Etienne Dumont

CRITIQUE D'ART

Né en 1948, Etienne Dumont a fait à Genève des études qui lui ont été peu utiles. Latin, grec, droit. Juriste raté, il a bifurqué vers le journalisme. Le plus souvent aux rubriques culturelles, il a travaillé de mars 1974 à mai 2013 à la "Tribune de Genève", en commençant par parler de cinéma. Sont ensuite venus les beaux-arts et les livres. A part ça, comme vous pouvez le voir, rien à signaler.

La Fondation Kokoschka de Vevey propose au Musée Jenisch "L'appel de Dresde"

L'exposition veveysanne évoque les années 1916 à 1923. L'artiste autrichien panse alors ses blessures morales et physiques. Il y a aussi un gros livre.

"La jeune fille au tablier vert", 1921.

Crédits: Fondation Oskar Kokoschka, Pro Litteris, Zurich.

Lancée en 1988, deux ans après la mort du peintre, la Fondation Oskar Kokoschka dispose depuis 2012 d’un espace fixe au premier étage du Musée Jenisch de Vevey. L’institution a en en effet rouvert cette année-là, après plusieurs années de travaux. Les trois salles en enfilade permettent de déployer ses riches collections, que gère Aglaja Kempf. Les œuvres défilent donc par roulement, en illustrant des thèmes. L’actuel accrochage Kokoschka s’intitule «L’appel de Dresde». Il matérialise le séjour de l’artiste autrichien dans le ville saxonne, entre 1916 et 1923. Le peintre y a alors enseigné et peint sur fond de défaite, d’écroulement d’empires et finalement d’inflation folle. L’expressionnisme, dont l’homme peut se revendiquer, a poussé sur ce terreau malsain.

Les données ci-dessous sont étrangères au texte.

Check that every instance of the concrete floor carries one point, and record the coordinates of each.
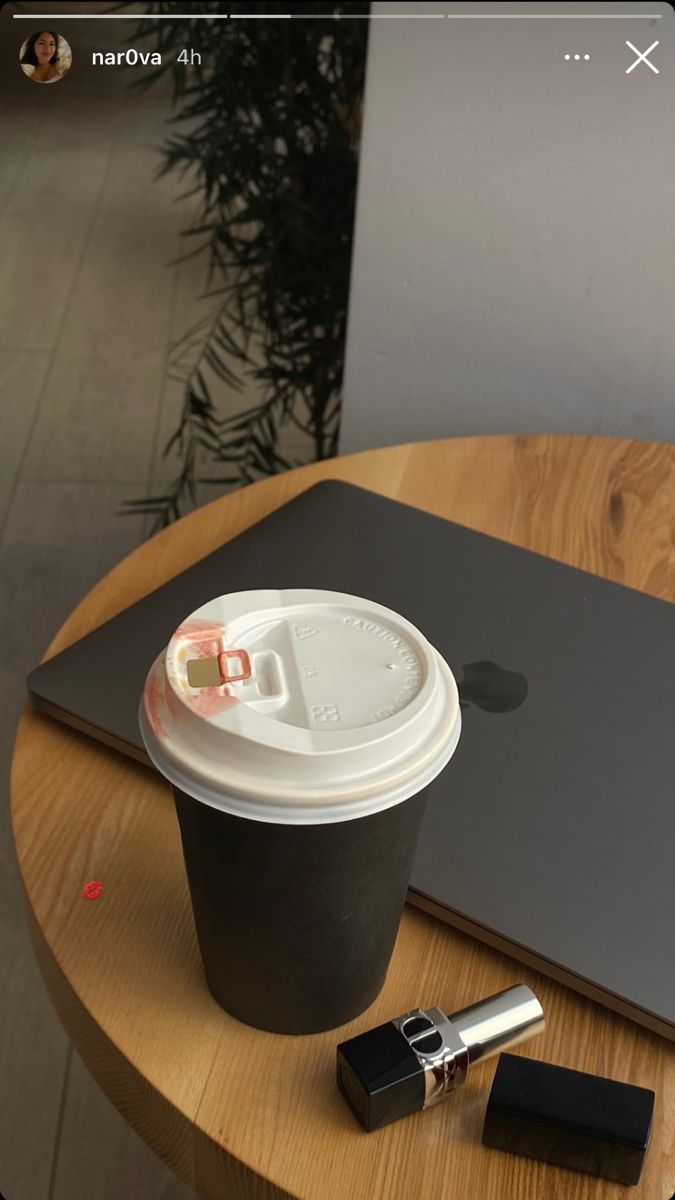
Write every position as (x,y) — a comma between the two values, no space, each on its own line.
(89,307)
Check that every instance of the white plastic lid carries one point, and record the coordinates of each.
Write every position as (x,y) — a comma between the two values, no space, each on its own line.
(299,707)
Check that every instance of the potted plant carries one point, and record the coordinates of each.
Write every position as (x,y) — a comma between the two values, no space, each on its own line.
(266,127)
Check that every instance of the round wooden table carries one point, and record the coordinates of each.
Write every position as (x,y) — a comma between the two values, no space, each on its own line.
(242,1114)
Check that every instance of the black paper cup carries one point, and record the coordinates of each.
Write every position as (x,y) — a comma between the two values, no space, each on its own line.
(300,731)
(297,923)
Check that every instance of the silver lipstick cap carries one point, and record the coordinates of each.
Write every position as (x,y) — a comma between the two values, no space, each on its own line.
(500,1021)
(447,1045)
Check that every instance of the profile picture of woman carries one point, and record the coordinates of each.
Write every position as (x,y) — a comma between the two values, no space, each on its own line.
(45,57)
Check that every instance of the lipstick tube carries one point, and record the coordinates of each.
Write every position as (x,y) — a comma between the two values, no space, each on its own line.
(418,1059)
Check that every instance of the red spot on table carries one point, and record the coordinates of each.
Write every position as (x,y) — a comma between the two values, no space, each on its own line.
(93,889)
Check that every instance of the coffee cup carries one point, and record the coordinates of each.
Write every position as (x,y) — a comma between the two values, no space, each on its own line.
(300,731)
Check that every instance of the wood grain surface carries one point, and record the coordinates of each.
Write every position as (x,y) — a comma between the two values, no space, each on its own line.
(242,1114)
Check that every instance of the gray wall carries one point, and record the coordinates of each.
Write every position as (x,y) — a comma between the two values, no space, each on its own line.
(514,255)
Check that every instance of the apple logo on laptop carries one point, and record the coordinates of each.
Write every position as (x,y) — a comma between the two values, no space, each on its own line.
(491,688)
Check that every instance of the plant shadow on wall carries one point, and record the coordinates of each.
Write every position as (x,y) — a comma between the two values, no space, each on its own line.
(268,121)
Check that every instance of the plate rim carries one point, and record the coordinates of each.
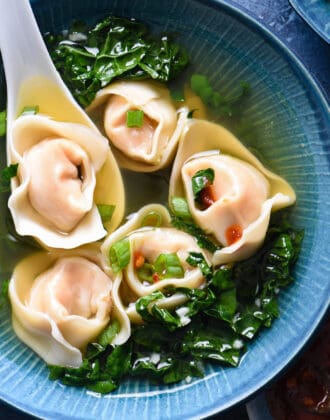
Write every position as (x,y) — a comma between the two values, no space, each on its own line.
(318,96)
(310,21)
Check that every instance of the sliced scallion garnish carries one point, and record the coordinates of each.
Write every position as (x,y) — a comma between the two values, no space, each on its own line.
(153,218)
(106,212)
(119,255)
(146,272)
(202,179)
(134,118)
(177,95)
(168,266)
(3,117)
(30,110)
(180,207)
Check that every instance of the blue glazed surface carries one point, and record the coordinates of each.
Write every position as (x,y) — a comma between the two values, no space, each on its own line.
(317,14)
(292,124)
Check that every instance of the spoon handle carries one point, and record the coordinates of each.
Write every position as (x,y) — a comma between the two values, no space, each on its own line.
(23,50)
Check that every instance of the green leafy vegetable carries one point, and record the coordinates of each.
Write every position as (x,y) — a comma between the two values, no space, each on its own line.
(115,48)
(3,120)
(200,180)
(223,105)
(106,212)
(213,324)
(6,175)
(119,255)
(134,118)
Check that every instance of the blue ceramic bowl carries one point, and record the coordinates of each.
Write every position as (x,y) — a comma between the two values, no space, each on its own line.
(291,133)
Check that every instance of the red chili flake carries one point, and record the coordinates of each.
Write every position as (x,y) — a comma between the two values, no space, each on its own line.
(155,277)
(233,233)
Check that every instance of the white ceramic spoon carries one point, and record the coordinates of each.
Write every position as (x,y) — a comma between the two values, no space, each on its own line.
(30,73)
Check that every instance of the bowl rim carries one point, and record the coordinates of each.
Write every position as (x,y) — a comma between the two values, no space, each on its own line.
(313,89)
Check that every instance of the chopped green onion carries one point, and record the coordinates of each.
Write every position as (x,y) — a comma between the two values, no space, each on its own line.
(134,118)
(119,255)
(197,259)
(109,333)
(106,212)
(146,272)
(9,172)
(191,113)
(169,266)
(152,218)
(180,207)
(177,95)
(201,179)
(6,175)
(30,110)
(3,116)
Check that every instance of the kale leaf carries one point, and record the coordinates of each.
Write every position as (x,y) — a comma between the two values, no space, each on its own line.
(116,48)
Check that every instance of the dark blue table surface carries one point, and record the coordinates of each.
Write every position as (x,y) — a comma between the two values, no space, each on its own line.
(281,19)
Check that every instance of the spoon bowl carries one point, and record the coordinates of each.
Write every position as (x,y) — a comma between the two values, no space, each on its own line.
(31,77)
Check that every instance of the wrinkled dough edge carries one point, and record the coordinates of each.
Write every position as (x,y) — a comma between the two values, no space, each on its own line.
(38,330)
(203,136)
(133,224)
(141,99)
(34,129)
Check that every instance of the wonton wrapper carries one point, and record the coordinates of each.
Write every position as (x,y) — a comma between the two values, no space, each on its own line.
(152,241)
(152,146)
(58,315)
(202,139)
(38,145)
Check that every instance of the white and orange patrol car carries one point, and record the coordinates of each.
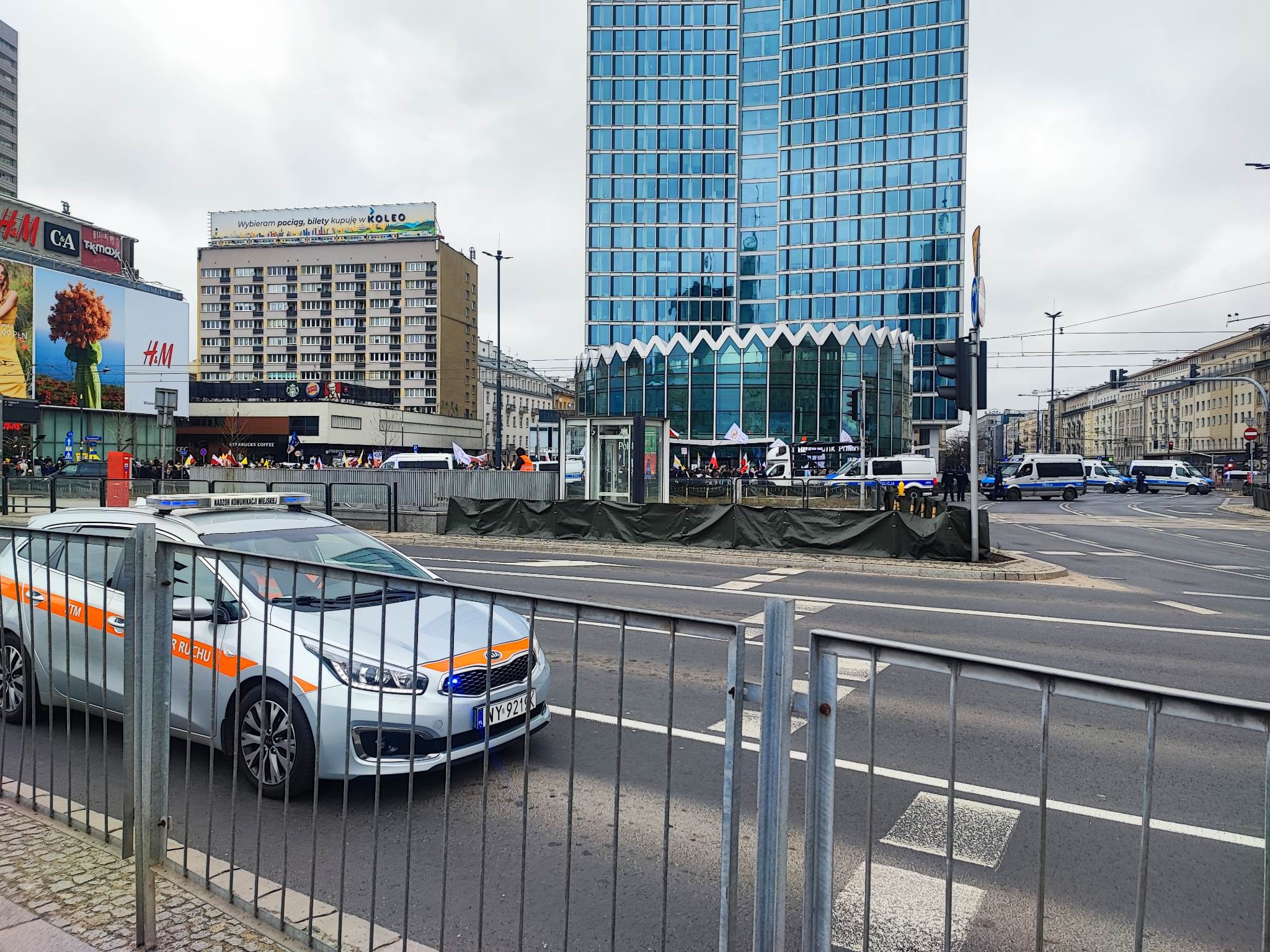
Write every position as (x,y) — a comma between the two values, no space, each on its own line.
(299,673)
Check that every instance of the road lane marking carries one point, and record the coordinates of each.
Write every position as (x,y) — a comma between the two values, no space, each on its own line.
(1185,607)
(897,606)
(980,831)
(907,912)
(1094,813)
(1227,594)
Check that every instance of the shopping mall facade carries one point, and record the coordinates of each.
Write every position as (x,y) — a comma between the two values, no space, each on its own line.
(773,382)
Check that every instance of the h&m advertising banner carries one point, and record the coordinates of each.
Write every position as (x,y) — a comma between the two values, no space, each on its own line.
(74,342)
(318,225)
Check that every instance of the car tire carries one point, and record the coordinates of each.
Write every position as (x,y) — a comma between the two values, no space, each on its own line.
(18,695)
(267,705)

Pour cette présentation, Aglaja Kempf a sorti une cinquantaine d’œuvres des réserves. En général des créations sur papier. C’est le moment où OK (comme Oskar Kokoschka) commence à produire beaucoup de portraits, un peu moins torturés que ceux ayant précédé. Les paysages viendront ensuite, avec le contrat offert par le galeriste Cassirer. «Je pouvais tout me permettre à cette époque-là», devait plus tard dire l’artiste, qui finira sa vie sur la Riviera vaudoise. Il lui fallait aussi se remettre de ses blessures. Atteintes physiques, comme le coup de baïonnette reçu au front en Ukraine. Choc moral, après sa rupture avec la sulfureuse Alma Mahler. On se souvient que délaissé a fait créer une poupée grandeur nature à son effigie comme consolation. Le scandale! Un conseiller en communication n’aurait rien pu inventer de mieux. Ce simulacre anticipe aussi de toute une mode de la sculpture molle, sensible depuis la fin du XXe siècle.

Un expressionnisme adouci

Pas de poupée à Vevey! Près de l’atelier du peintre évoqué, il y a un ou deux tableaux et nombre d’aquarelles, de dessins ou de lithographies. L’amateur y voit le peintre passer de sa première manière, sans doute la plus forte, à un expressionnisme adouci, où la figure humaine domine. Cela dit, les périodes suivantes d'OK se voient également réhabilitées dans les esprits depuis la grande rétrospective du Kunsthaus de Zurich en 2018. Jusqu’au grand baroque final, pourtant déconcertant. L’histoire de l’art n’en finit pas de se récrire.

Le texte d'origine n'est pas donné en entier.